Нет, мотоцикл-то я нашла, и прикрывавшие его листья разгребла тоже без труда – луна, временами выглядывающая сквозь тучи, здорово мне в этом помогла, но…
– Черт!!! – повторила я еще разок и от души пнула заднее колесо, ехидно зазвеневшее в ответ хорошо накачанной резиной.
Вот, казалось бы, все рассчитала!
И что справиться с управлением этой машины скорее всего смогу – нечто подобное стояло у нас на даче в гараже, и Рома иногда катал меня по тамошним тихим местам. Даже пару раз за руль пускал – в награду за помощь с ремонтом, что для меня, если честно, уже само по себе было наградой…
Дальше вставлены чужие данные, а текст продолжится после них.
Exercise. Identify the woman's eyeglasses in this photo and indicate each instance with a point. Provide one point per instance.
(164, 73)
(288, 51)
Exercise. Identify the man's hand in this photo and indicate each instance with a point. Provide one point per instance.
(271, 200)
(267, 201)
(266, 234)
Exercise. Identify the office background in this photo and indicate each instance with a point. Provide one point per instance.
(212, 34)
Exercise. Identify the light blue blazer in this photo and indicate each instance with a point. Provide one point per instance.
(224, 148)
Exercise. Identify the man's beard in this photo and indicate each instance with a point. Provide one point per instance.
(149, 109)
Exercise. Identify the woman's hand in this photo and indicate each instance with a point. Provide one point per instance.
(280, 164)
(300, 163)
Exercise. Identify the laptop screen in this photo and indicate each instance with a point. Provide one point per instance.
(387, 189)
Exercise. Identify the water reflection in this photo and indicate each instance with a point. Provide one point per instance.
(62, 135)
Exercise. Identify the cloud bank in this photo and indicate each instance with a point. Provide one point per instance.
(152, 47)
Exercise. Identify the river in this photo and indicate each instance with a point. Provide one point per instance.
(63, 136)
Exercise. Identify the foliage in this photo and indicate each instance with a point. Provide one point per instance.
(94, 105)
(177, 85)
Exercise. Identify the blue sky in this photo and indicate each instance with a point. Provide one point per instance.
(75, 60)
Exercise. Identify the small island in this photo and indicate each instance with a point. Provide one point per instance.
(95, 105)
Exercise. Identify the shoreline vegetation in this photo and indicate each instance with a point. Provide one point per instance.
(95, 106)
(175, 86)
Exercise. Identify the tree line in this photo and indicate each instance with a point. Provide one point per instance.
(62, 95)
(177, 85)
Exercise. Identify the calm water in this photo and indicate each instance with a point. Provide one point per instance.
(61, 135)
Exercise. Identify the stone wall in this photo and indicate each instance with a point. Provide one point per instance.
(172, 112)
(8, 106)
И как буду выезжать на нем из Ольховена, продумала – по той узкой гравийной дорожке, что была предназначена для велосипедных прогулок и где летом мы иногда катались с отцом. Сразу вдвоем на одном занятном аппарате – с парой сидений и педалей, но одним рулем. Искать меня на этой стежке и в голову никому не придет, просто потому что авто там проехать не может – не втиснется. А еще по ней гораздо ближе до нашей дачи, чем по автомобильной дороге, делавшей солидный крюк вокруг прибрежных холмов…
Я даже прикинула, до какого именно места проведу машину руками, чтобы не всполошить никого звуком работающего мотора и как поеду потом – не включая фару, но надев очки Эльдара, что он сунул мне в столице, прямо перед отъездом в Выборг. Сам, похоже, не понимая зачем. «Пусть будут, мало ли?
– невнятно пробормотал он, укладывая их мне в саквояж, прежде чем я упаковала тот в дерюжную торбу. – Мне-то здесь они точно не понадобятся». Ну вот и угадал, выходит. И еще как!
В общем, предусмотрела я вроде бы все… А споткнулась, в итоге, на сущей ерунде. На том, что просто физически не могу поднять этого огромного двухколесного монстра, уложенного на бок поближе к забору, и вытащить его на дорожку!